In vielen großen Unternehmen gibt es eine eigene Kantine, damit Mitarbeitende keine langen Wege in der Mittagspause zurücklegen müssen. Das bedeutet eine zusätzliche Menge an Vorschriften, denn die Lebensmittelhygiene ist streng organisiert. Gerade wenn Personen auch am Arbeitsplatz essen, ist es wichtig, dass die Tische danach wieder gesäubert werden, vor allem wenn Methoden wie Desk Sharing genutzt werden.

Sonst entstehen Risiken für Personen mit starken Allergien. Abgesehen davon ist es sehr ärgerlich, wenn man am Morgen die Essensreste der Mitarbeiter beseitigen muss, bevor man mit seiner Arbeit beginnen kann.

Mülleimer und Mülltrennung

Wenn Müll an Arbeitstischen und Sitzplätzen liegen bleibt, kann das darauf hinweisen, dass es nicht ausreichend Mülleimer gibt. In jedem Büro sollte es mindestens einen Mülleimer geben, sodass weder Notizen noch Verpackungen in Schubladen oder Ecken ansammeln.

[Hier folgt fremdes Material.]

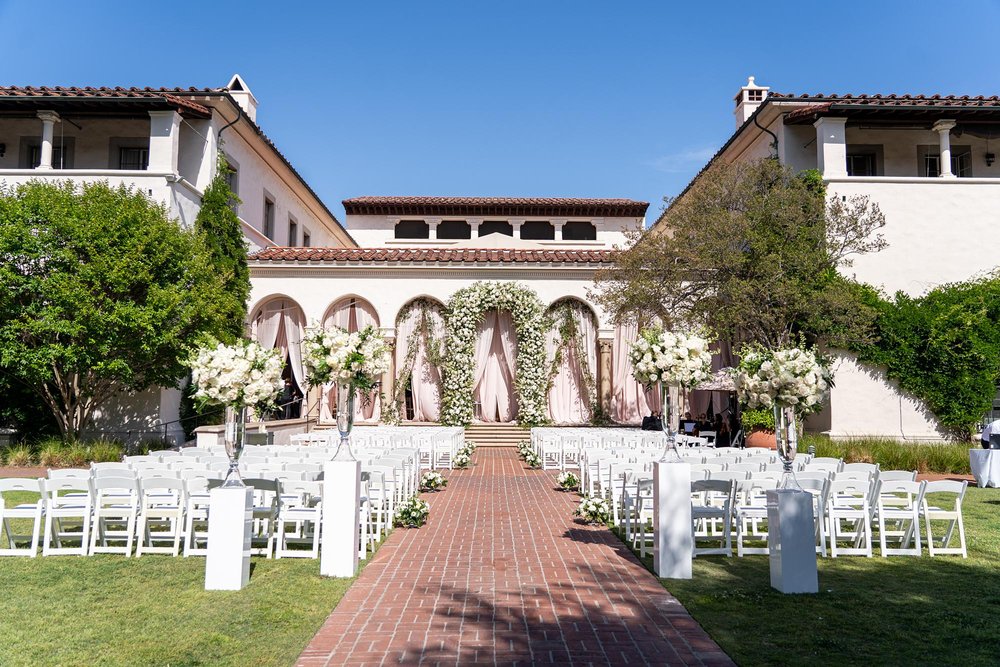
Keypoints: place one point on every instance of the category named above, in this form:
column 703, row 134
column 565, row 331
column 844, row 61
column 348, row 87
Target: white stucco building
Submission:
column 929, row 162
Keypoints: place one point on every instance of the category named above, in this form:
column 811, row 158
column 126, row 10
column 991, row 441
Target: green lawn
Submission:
column 878, row 611
column 112, row 610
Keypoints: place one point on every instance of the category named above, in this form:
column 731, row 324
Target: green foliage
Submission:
column 751, row 251
column 761, row 418
column 99, row 293
column 943, row 347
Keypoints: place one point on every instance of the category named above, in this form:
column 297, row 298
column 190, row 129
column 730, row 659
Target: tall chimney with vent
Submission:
column 750, row 97
column 241, row 93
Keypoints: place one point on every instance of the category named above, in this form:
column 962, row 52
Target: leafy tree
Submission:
column 100, row 293
column 752, row 251
column 218, row 223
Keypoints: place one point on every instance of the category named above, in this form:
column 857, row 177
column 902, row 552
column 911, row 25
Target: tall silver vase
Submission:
column 235, row 439
column 786, row 438
column 345, row 420
column 670, row 452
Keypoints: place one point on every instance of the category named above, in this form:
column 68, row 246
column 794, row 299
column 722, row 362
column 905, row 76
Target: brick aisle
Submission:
column 501, row 575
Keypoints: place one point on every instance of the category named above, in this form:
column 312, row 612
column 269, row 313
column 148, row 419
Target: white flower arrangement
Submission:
column 796, row 376
column 413, row 513
column 568, row 481
column 237, row 376
column 333, row 355
column 671, row 357
column 465, row 311
column 432, row 481
column 462, row 459
column 594, row 509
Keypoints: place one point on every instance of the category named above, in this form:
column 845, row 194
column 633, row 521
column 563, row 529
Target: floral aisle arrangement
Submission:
column 465, row 311
column 568, row 481
column 240, row 377
column 412, row 514
column 432, row 481
column 792, row 382
column 594, row 510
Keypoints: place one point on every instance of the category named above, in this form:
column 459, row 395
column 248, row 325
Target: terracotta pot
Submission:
column 761, row 438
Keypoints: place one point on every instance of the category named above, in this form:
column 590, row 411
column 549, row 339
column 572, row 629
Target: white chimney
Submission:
column 750, row 97
column 240, row 91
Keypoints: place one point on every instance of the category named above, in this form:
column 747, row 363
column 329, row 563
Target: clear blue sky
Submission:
column 503, row 98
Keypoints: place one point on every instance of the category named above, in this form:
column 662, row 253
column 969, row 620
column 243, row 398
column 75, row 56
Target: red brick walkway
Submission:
column 500, row 575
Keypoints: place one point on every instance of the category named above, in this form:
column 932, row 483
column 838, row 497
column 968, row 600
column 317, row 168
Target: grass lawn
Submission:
column 111, row 610
column 875, row 611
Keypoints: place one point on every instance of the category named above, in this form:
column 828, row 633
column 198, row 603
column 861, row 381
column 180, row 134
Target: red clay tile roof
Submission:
column 434, row 255
column 532, row 206
column 172, row 97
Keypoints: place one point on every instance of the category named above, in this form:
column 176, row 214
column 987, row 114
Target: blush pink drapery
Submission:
column 425, row 378
column 352, row 314
column 493, row 382
column 568, row 402
column 630, row 401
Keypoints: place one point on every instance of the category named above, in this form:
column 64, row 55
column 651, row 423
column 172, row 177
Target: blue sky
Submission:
column 585, row 99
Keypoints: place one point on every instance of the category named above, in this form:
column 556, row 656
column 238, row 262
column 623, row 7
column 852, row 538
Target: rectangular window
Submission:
column 268, row 219
column 133, row 159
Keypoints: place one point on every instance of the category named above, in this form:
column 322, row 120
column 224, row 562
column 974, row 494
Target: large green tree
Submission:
column 100, row 293
column 751, row 251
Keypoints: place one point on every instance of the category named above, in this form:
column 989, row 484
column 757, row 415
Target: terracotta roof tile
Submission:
column 495, row 206
column 433, row 255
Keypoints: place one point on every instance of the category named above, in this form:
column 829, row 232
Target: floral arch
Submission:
column 465, row 311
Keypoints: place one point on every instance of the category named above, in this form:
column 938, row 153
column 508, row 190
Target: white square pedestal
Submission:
column 341, row 519
column 230, row 514
column 673, row 542
column 791, row 541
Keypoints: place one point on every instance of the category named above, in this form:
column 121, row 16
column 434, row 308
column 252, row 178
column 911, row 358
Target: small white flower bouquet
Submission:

Platz auf den Fluren kann dann genutzt werden, um dort verschiedene Mülleimer zur Mülltrennung aufzustellen. So trägt man ohne viel Aufwand seinen Teil zum Umweltschutz bei. Wenn es sich um ein kleines Unternehmen handelt, sollte auch das Leeren der Mülleimer gemeinsam organisiert werden, um zu verhindern, dass Essensreste oder Chemikalien lange im Gebäude stehen bleiben.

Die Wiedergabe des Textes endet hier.